縣令何汝大看到訴狀,明顯一怔:還真是困了就有人遞枕頭。

但因為他媳婦收了錢,也只能裝作很生氣的樣子。

接連摔碎好幾個茶碗,大罵趙夢吉混蛋王八蛋。

“大人,趙夢吉什麼人,咱們最清楚不過了。”

“下官覺得,趙夢吉不會無緣無故地翻供,這裡面肯定是另有隱情。”

劉子長一個頭兩個大,“只是,下官當時審理這個案子的時候證據確鑿,他哪來的底氣給裴翼德做無罪辯護?”

何汝大眉頭緊鎖,瞬間陷入深思。

不管是有德狀師,還是無良訟棍,他們都是秀才。

有功名之人,皇權特許,見官不跪。

如果這次拒絕了趙夢吉,萬一哪天這小子高中進士,吃虧的還是自已。

倒不如賣給他一個人情。

至於能不能打贏這場官司,全憑趙夢吉個人本事。

如果上訴贏了,沒準真能成為順天府的“典型案例”。

心念至此,何汝大打定了主意,“那就下發傳審文書,三日後開堂審案。
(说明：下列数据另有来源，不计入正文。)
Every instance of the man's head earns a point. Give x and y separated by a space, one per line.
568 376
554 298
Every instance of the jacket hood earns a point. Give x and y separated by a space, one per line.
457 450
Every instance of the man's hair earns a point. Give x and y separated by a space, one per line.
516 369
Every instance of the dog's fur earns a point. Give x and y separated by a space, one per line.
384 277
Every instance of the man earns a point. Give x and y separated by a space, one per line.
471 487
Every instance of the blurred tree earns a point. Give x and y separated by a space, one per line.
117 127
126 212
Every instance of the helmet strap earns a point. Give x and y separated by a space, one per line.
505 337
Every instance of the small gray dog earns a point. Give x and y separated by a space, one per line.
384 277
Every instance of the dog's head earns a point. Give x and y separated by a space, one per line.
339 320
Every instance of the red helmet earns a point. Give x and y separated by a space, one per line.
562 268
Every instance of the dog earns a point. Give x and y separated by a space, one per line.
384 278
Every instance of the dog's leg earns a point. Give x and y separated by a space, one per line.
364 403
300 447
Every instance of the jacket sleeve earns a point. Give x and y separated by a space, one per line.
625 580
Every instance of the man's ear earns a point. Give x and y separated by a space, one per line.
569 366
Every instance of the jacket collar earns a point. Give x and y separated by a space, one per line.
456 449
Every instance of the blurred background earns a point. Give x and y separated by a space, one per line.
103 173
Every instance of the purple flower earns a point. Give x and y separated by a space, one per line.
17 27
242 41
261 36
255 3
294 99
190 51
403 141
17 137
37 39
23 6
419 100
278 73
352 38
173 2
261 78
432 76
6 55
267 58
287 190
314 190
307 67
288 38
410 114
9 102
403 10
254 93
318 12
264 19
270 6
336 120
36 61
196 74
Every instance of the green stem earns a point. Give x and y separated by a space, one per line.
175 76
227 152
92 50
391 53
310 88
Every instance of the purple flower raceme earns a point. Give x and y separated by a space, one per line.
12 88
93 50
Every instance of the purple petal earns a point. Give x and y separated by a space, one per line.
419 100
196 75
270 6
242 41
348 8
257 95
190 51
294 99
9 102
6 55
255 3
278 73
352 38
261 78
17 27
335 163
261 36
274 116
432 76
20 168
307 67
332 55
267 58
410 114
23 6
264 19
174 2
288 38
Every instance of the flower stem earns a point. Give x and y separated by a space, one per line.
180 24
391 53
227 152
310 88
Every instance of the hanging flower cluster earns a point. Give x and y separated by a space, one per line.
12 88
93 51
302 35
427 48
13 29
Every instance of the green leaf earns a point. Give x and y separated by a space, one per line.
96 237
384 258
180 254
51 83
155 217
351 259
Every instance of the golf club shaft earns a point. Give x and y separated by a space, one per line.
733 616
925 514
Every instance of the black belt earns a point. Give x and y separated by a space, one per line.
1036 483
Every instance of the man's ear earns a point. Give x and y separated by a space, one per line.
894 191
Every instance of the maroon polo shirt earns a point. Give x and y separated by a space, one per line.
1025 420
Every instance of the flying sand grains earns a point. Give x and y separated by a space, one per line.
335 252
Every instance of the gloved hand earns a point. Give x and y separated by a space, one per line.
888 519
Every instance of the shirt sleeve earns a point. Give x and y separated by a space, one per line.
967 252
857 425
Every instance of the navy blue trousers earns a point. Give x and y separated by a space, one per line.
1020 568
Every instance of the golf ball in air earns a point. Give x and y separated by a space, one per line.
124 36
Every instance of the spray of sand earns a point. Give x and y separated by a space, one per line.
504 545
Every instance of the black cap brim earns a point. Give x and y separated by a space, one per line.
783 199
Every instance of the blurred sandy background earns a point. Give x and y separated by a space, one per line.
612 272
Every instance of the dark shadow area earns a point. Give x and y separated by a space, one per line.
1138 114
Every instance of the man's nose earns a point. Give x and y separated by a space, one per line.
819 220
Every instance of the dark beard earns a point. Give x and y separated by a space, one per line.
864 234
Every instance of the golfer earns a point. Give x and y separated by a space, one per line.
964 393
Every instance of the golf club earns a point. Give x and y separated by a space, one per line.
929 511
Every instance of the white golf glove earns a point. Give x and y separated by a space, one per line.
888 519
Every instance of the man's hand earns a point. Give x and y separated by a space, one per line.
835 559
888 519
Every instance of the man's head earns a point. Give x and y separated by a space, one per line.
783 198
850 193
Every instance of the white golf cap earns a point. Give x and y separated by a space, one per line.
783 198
”

很快,永興商號收到了官方的傳喚文書。

王扒皮看著手中的文書,牙齦幾乎都咬出了血。

上面寫得很清楚,趙夢吉起訴錢莊不當操作,導致他的委託人裴翼德被冤枉判刑。

請求賠償裴翼德的精神損失費、誤工費、醫藥費等費用,共計兩千兩銀子。

臥槽,這是什麼意思?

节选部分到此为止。